You see I'm going to write a bit about a friend of quite a few of the people that I went to school with who unfortunately died as a result of secondary complications after a kidney transplant. She unfortunately developed skin Cancer which was misdiagnosed by GP's and the overall feeling is that she wasn't given adequate information to give 'informed consent' prior to her transplant. You can read more about it
Now what you may ask am I doing getting involved in something that is so emotive and you'd be right to do so. Well the reason for it is two-fold. Firstly I have to say that it is entirely at odds with my own experience of two transplant procedures (bone marrow and double lung) where I have been given nothing short of mountains of documentation and consultations detailing the risks of what I was to (or in the case of the lung op am hopefully about to) undertake, whether they be the immediate risks of operations or the long term risks of the mind boggling radiation levels I was exposing myself to, and the short and long term risks of the drug regime I would need to be on to suppress my immune system post transplant. In fact in my first meeting with my main consultant who took me through the whole process I was told eight times in a half hour consultation of how my treatment for the bone marrow transplant could kill me. To say I was given informed consent is to massively underestimate just how well drilled I was. The crucial point relating to the above case is that I was told expressly that both the radiotherapy and the immunosuppressant drug Cyclosporin that I would have to take would massively increase my chances of developing skin Cancer later in life. These things of course are relative because even massively multiplying the chances of developing skin Cancer by the normal prevalence in the population statistically leaves a relatively small risk. So Shaz was really, desperately unlucky to contract it.
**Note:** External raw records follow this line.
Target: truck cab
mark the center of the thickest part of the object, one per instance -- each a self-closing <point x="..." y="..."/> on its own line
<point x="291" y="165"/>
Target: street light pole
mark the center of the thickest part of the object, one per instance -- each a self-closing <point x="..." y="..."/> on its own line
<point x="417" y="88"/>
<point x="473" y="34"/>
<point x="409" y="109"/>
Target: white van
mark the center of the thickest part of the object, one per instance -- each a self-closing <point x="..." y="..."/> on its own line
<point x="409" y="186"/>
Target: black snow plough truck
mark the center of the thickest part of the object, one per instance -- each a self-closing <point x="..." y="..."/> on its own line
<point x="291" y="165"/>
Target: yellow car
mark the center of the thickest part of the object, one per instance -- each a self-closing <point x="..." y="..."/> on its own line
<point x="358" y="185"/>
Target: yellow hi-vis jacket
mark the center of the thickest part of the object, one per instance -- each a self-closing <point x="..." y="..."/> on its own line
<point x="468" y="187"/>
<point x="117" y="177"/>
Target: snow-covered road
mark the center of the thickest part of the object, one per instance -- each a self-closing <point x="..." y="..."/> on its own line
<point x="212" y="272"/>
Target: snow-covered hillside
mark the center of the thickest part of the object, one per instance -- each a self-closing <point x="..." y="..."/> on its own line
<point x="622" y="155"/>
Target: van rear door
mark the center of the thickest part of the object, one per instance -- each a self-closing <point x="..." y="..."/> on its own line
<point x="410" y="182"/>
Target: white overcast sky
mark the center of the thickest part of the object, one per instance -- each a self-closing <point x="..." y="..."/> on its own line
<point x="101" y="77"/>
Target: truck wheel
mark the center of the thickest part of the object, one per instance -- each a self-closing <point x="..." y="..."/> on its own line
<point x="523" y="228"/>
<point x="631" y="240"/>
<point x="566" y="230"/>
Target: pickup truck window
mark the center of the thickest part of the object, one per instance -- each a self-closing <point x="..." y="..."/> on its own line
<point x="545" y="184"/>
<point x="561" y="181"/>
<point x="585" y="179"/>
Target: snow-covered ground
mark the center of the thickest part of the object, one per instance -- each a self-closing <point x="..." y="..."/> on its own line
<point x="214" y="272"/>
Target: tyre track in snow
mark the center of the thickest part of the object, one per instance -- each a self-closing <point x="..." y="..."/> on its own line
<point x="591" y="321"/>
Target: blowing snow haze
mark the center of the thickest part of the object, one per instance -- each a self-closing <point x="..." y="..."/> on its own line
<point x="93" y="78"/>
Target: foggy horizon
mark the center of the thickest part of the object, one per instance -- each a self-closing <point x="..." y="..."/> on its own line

That brings me to my second point - you are told of many such risks (like I said 8 different ways to die) but it is my experience that even armed with this knowledge that patients deal first and foremost with the thing that categorically is going to kill them and then worry about the statistical likelihood of developing other conditions based on your treatment should they present themselves in the future. So I get to wondering whether in the above case if they were in fact better informed of the risks associated with Cyclosporin (which is after all a group 1 carcinogen) would they have still opted to go ahead with her transplant? My own experience coupled with the dozens of other patients I know who have undergone transplants is that she would have gone ahead with it even accounting for the risks. Of course she may not have, and been the exception - I don't wish to speak on behalf of anyone, especially not someone with no option to correct me if I'm wrong. After all like I said earlier transplant patients are nothing but pragmatic and do tend to focus on the tangible threat in front of them and will only worry about the long term implications if they actually have a long term to even worry about.
All of this though is to miss the point entirely. My experience is palpably different from that of Shaz. She didn't receive all the information I did and I wonder why that is. Part of me wonders if it is down to just how tenacious I was when I was first diagnosed where I was constantly asking questions of the transplant staff coupled with them knowing I had a degree in Medicinal Chemistry so they were prepared to talk to me at length about what the treatments did. I also knew a fair bit off my own back from having studied anti-cancer drugs as part of my degree and have amongst my friends a pharmacist and a doctor who were always available to answer any questions I wanted clarification on. Most patients don't have that background or are fortunate enough to have friends that are able to help as much as mine though and so rely entirely on what their doctor tells them and here is the crux of this case. Shaz was desperately let down by her primary carers and by the doctors who didn't recognise a lesion as being skin Cancer even though her medical history should have set alarm bells ringing loudly.
And so to my conclusion. Even though it doesn't relate to my own experience I am firmly behind the campaign by Shaz's family to ensure that absolutely no patient is left without the power to give INFORMED consent for their own treatments.
I hope that everyone understands what I just wrote and gets just why I have really struggled to compose my thoughts about it.